Bill: I've gone through so many changes over the years and admired so many and tried to emulate them when I was younger. I'd say a few were Richard Brautigan, Thomas McGuane, Cormac McCarthy, Ernest Hemingway, P.G. Wodehouse, Lynne McTaggart, Barbara Robinson, Sarah Teasedale, and I guess I could go on and on, but I won't

Deirdra: What is your favorite snack to have while you are writing?

Bill: I don't know if it is eactly my favorite, but it is definitely important and that's humble pie. I've been way too arrogant sometimes and when I've read my writing later I've thought to myself, "What twerp wrote that?"

Deirdra: Besides writing what other talents or hobbies do you have?

Bill: I walk almost every day and love nature. I am fortunate to live in a beautiful place surrounded by fields and woods. Moose and coyotes come through my yard along with many other animals. I also fish. I play jug band music on the washboard, harmonica, jugs and gut base because it is the one music you don't need talent for, just enthusiasm.

Deirdra: What words of advice do you have for other writers who desire to have their manuscripts become books in print?

Bill: There is only one way to be a writer, that's to write. Don't spend a lot of time talking about it, just do it. If you believe in it and want to spend the time, send it to editors and try to get published, but don't be afraid to self publish. My book, "Your Loved Ones Your Self, Finding and Raising the Family Within," hasn't been a great financial success, but I've had people tell me it changed their lives. That's pretty powerful and it never would have happened if I'd sent it to a publisher and waited to be published. It wouldn't have happened. On the other hand, it could have been edited better and I paid for editing, but didn't get what I paid for. I was broke and had to publish the way it was. That is a mistake, too. Don't publish until it is 100%.

Deirdra: What are you working on now?

Bill: I just published a short story entitled, "To Light a Fire." It is about a homeless vet who is suffering from ptsd and struggling to keep himself and a developmentally disabled man alive through a brutal storm in Bangor Maine. It is available on Amazon Kindle and I hope to have it as a Kindle Single soon. It is definitely not a feel good story and because of the strong language and powerful ending, not suitable for children.
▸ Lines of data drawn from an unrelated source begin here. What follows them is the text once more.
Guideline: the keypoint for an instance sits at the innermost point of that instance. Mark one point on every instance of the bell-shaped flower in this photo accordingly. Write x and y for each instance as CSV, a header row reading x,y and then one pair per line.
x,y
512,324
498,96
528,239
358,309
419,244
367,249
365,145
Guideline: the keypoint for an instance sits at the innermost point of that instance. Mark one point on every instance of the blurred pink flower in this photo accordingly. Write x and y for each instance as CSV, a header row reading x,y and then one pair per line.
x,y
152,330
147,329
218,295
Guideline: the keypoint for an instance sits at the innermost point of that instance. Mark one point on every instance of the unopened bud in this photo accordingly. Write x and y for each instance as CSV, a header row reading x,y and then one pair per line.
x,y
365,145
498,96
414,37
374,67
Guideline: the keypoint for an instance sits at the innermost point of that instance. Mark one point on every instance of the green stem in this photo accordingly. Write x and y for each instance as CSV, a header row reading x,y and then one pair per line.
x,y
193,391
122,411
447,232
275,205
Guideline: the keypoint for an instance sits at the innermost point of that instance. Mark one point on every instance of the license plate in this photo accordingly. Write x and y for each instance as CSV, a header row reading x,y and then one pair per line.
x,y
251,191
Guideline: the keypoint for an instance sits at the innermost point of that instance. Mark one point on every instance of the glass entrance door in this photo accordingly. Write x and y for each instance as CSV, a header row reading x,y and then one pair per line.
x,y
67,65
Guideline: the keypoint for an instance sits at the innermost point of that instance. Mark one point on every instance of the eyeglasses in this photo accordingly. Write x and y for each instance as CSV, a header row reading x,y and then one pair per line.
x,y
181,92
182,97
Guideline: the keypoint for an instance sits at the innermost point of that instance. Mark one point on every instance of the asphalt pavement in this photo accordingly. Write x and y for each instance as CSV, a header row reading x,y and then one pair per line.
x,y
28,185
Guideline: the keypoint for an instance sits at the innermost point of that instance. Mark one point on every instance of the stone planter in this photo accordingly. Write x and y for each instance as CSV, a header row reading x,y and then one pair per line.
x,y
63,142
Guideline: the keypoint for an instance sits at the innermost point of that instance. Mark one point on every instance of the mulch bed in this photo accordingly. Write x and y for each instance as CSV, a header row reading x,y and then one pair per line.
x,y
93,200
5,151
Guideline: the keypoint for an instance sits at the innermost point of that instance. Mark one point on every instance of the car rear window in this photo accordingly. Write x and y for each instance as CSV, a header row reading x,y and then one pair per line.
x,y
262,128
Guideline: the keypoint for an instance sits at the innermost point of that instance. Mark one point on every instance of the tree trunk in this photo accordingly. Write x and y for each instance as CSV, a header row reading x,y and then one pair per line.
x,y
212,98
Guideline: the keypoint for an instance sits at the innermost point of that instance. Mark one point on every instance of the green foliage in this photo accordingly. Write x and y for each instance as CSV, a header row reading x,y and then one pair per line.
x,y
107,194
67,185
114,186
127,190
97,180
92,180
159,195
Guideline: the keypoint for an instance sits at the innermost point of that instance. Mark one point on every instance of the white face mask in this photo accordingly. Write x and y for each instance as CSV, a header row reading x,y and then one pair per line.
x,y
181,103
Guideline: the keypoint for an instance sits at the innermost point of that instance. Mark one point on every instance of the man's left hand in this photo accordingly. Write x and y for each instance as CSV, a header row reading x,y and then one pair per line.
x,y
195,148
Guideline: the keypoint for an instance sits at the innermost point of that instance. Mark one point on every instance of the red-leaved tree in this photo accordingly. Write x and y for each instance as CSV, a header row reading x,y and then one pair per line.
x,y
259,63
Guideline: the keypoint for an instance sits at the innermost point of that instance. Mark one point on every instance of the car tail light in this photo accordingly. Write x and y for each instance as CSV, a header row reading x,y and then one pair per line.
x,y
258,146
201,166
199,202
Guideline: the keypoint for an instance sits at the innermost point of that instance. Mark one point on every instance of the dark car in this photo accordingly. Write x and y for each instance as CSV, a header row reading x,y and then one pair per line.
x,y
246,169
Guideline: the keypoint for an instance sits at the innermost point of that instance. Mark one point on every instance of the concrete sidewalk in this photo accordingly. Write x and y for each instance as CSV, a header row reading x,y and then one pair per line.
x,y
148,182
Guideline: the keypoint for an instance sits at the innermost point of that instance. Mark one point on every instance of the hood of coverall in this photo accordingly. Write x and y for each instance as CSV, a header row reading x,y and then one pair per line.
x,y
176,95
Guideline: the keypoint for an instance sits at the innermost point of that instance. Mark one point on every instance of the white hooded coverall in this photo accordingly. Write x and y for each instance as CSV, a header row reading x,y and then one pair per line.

Deirdra: Where can our readers go to find your books and order them?

Bill: Lacey has her own blog at I also have where you can learn more about me and my books. My books are available through borders if you order them or through Amazon. I have them priced at 99 cents for the Kindle books, which I think is a heck of a deal.

Deirdra: Any final words you would like to share?

Bill: Thank you for the opportunity to share this with you and for keeping a blog for writers. One of the most important things a writer can do is to talk to his or her readers and also talk to other writers. People like you allow that to happen. One way that I talk to writers and readers, other than through my actual writing is through twitter @willangford1, I welcome new followers and will often retweet the good stuff I find among them. Thanks again, Deirdra.


  1. What a diverse collection of writing you've done! I've read Lacey Blue and To Light a Fire and they're completely different, but both great reads. To Light a Fire is one of those books that stays with you after you read it.

    And I find myself wondering about what Lacey and her human and animal friends are up to every once in a while. I really hope you're going to continue her story so I can find out what happens next.